Fifths are a value of 7 semitones, and fourths are 5 semitones. These are the only two intervals which do not coincide _within_ the octave or divide it evenly until many cycles of projection are completed; in the case of fifths, 12 x 7 = 84, and for fourths this is 12 x 5 = 60. These are the main harmonic stations of traditional tonality, which is based on root movement by fifths as being most closely related.

12 is not divisible by either of these intervals, so an 'outside the octave' common denominator must be used. This makes these intervals "outgoing" by nature.

The other basic intervals (of the 6 possible basic intervals, not counting inversional counterparts0) can be divided into 12:
1 (m2)
2 (M2)
3 (m3)
4 (M3)
6 (tritone)

These are intervals which coincide in their cycles or projections _within_ the octave, and divide it symmetrically, so I call these "inward-going" intervals.

Conversely, systems which are not tonal (based on harmonic models), but use local tone-centers and small divisions of the octave (geometric systems), like Bartok and most modern systems which diverge from harmonic-based hierarchies, are "inner-directed."
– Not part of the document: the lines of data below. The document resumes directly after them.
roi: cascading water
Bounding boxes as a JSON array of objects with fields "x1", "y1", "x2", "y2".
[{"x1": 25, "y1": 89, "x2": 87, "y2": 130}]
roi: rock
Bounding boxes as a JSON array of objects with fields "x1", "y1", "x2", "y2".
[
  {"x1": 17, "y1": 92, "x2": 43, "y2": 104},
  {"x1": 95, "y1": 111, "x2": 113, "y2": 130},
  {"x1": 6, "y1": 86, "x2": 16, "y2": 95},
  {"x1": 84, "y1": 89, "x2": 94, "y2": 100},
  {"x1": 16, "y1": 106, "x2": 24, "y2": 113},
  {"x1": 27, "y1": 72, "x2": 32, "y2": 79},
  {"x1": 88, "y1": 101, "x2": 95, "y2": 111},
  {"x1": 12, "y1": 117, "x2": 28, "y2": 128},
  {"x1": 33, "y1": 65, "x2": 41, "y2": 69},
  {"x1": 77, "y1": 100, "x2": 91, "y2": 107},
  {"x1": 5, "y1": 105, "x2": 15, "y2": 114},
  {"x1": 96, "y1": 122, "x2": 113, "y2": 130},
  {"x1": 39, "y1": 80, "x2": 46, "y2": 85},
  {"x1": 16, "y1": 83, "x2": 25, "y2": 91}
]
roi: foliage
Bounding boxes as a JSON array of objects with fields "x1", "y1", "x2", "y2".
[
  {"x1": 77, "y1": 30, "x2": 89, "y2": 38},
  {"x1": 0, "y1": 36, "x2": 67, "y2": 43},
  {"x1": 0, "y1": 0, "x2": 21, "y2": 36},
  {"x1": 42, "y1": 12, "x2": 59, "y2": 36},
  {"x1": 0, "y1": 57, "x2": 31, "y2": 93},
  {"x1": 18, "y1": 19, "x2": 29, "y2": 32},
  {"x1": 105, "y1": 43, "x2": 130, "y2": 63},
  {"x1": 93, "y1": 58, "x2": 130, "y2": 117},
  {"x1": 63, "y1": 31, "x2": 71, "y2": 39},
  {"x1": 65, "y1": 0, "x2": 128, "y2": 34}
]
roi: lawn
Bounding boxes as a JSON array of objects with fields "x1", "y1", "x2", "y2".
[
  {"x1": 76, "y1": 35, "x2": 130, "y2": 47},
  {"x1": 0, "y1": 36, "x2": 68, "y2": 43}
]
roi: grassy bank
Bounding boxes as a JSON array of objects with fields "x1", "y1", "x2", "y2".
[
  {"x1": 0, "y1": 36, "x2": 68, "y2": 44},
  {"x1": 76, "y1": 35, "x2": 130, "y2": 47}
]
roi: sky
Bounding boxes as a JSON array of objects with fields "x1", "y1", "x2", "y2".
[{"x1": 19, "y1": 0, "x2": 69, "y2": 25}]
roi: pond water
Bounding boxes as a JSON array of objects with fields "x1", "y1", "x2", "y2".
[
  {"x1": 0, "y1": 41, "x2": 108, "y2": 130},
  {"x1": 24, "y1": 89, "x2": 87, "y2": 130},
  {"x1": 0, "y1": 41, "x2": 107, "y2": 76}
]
These two different systems represent what I have earlier called *"Western"* (outward-directed, objective), and *"Eastern"* (inward-directed, subjective).

If we continue to stretch this metaphor, we can see that each system represents a different way of conceiving a religious system, or approach to the sacred.
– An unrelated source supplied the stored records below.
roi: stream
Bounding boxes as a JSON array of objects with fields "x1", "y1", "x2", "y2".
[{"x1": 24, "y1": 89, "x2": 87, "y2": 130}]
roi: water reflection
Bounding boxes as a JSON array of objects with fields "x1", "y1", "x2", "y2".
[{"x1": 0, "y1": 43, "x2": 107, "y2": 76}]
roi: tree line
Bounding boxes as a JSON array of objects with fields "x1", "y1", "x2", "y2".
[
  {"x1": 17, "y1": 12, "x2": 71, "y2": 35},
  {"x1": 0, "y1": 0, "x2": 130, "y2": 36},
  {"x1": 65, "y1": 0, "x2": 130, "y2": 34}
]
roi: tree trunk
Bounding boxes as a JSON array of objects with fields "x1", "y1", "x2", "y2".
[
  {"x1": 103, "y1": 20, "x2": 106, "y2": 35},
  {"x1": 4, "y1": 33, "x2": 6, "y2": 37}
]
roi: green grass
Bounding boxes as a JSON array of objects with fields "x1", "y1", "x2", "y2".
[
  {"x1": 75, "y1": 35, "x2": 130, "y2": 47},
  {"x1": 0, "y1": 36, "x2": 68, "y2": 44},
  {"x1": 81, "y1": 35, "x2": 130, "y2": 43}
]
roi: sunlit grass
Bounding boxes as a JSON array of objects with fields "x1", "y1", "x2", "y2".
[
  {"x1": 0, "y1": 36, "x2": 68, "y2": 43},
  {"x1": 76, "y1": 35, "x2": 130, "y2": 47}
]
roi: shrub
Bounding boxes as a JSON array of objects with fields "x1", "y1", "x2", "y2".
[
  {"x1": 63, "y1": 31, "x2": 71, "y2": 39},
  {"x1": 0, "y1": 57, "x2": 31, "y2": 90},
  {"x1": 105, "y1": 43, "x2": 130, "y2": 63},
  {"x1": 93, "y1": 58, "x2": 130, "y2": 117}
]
The Western represents an objective, outer system which must be approached in a receptive (and many times literal) belief in a God 'out there' which is part of the objective scheme of things. If anything, we are merely small extensions of this great oneness, if that. Until we establish a connection, we are separated.

The Eastern represents a 'going within,' a diametric reversal, where we are connected internally with the sacred. For me, this is a more inclusive model, as every being is assumed to have an inner connection with the sacred, with no recognition of external symbols necessary. For me, this precludes the establishment of 'objective' belief systems of religion.
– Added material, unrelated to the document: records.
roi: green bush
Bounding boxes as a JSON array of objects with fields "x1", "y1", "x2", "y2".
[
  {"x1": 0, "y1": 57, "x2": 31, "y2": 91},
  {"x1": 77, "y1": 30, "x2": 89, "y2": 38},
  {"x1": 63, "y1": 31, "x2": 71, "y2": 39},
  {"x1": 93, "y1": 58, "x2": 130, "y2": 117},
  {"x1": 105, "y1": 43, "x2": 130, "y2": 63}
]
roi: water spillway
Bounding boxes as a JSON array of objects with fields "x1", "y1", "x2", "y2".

On a number line, these two approaches, the inner and outer, can be seen as two directions to infinity: The Western going to the right, in ever-increasing numbers, from 1 into infinity; The Eastern going to the left, from 1 towards zero, in ever-decreasing degrees of fractions.

Both are based on the starting point of "1," the big note, or the octave.

La Mont Young was well aware of these ideas, and avoided the use of 5 and 7-based intervals.


----------